The institute’s purpose is to develop creative leaders to guide and transform academic information services for higher education in the 21st century by providing an understanding of the issues, including academic, technology, economic, public policy, student and constituent-relations dynamics.
Based at the UGA Libraries, the DLG is a collaborative project providing a gateway to Georgia’s history and culture found in digitized books, manuscripts, photographs, government documents, newspapers, maps, audio, video and other resources. The collection now encompasses 90 collections from 60 institutions and 100 government agencies.
“Acceptance to the Frye Institute is very competitive and we are thrilled Toby has this opportunity,” said William Gray Potter, the UGA university librarian. “In looking forward to hearing the ideas he brings back, we know that his experience will benefit the entire state as the DLG is part of GALILEO, the state’s virtual library, and it continues to grow under Toby’s leadership.”
Among the criteria for selection, applicants are asked to describe a year-long project that they will undertake after the two-week residential portion of the Frye Institute. Graham proposed helping UGA and the 35-member University System make substantial progress toward the goal of a system-wide institutional repository program.
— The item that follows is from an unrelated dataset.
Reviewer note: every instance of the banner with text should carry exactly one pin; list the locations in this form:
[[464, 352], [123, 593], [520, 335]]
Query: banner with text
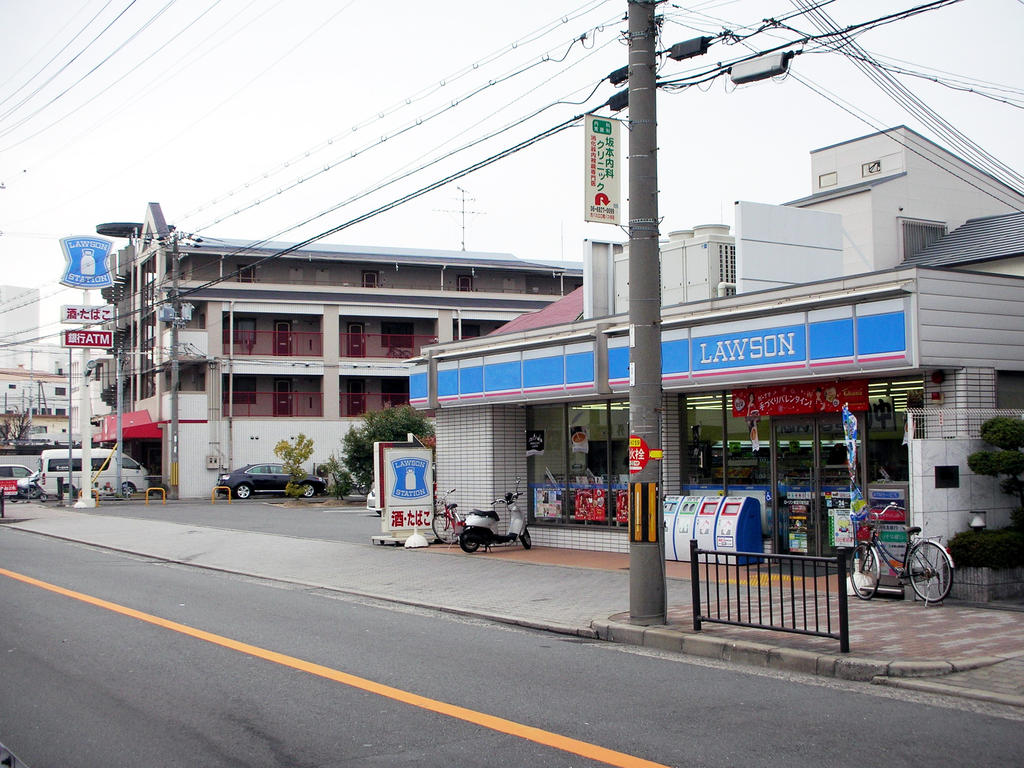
[[792, 399], [603, 190]]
“The application of information technologies in academia has led to significant changes in scholarly communication among both faculty and students. Much of the intellectual product of universities never appears in a permanent printed form. Instead it exists as a disorganized and decentralized body of digital objects held in personal computers, Web and file servers, or on various removable media across the university,” Graham explained.
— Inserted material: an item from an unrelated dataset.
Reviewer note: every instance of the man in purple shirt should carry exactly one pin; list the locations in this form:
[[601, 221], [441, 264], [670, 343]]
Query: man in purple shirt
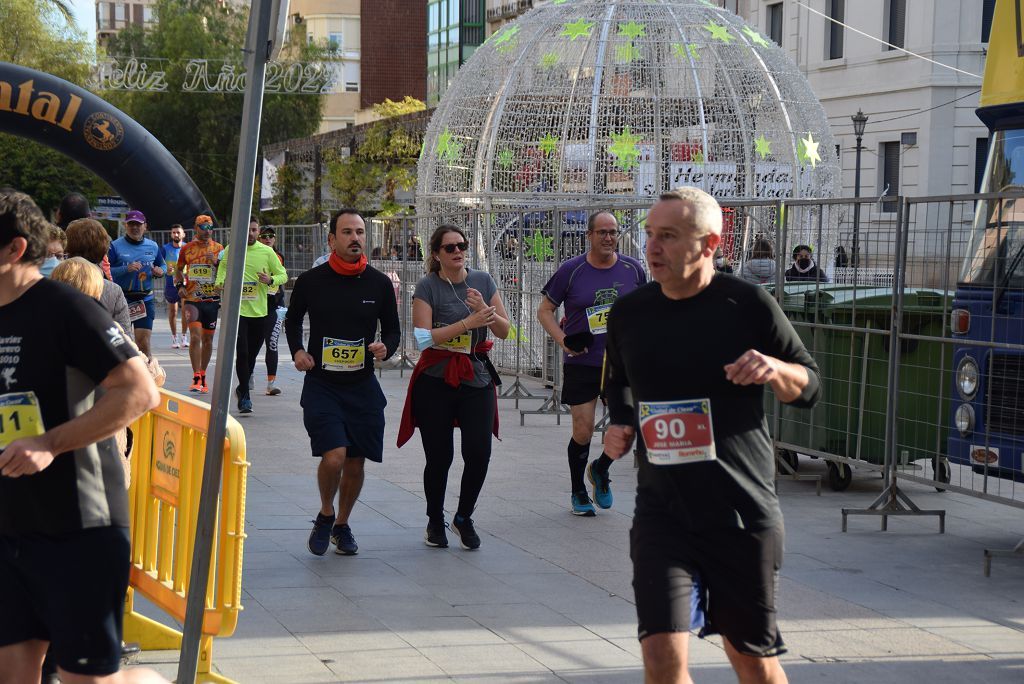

“These digital objects include technical and research reports, pre-print research, working papers, data sets, conference papers, electronic journals, learning objects, electronic theses and dissertations and service publications. They represent a vital part of the scholarly output of a university, but also the part that is most endangered of being lost and that often is the least visible to the scholarly community,” Graham said. “In response, institutional repositories have emerged as an important trend in higher education. These institutional repositories are designed to promote open access to scholarship, increase the visibility of faculty research and preserve the intellectual product of a university that exists in digital form.”
Graham was named DLG director in 2003 and has significantly increased the scope and holdings since then. The Civil Rights Digital Library (CRDL) is a current major project. It is a significant example of an interdisciplinary, multi-institutional Web-based initiative that brings together librarians; archivists; scholars in English, history, and education; information technologists; Web designers; publishers; K-12 educators; public broadcasters; and others to build a seamless virtual library on the movement.
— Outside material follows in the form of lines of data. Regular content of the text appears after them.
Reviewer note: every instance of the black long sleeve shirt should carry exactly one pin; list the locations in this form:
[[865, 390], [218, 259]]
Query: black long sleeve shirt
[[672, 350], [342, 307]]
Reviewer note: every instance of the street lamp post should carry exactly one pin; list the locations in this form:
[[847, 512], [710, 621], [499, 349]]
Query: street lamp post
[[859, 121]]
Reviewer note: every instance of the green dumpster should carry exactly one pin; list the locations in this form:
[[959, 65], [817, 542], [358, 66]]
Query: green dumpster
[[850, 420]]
“The site will feature a collection of historical news film, which we will stream via the Internet in order to help learners be nearly eyewitnesses to key events in the civil rights struggle. The CRDL includes a curricular support component resulting in Web-based learning objects to aid educators. A CRDL portal will bring together digital collections hosted by libraries, archives, museums, public broadcasters and other institutions on a national scale,” Graham said. “This is the kind of effort that places academic libraries squarely at the forefront of creative information technology use in higher education.”
The institute, partially supported by a grant from the Robert W. Woodruff Foundation, is sponsored by the Council on Library and Information Resources, EDUCAUSE, and Emory University, is named in honor of Billy E. Frye, now retired, who has served as the chancellor and provost of Emory University, a member of the board of the Council on Library and Information Resources and a distinguished leader in higher education.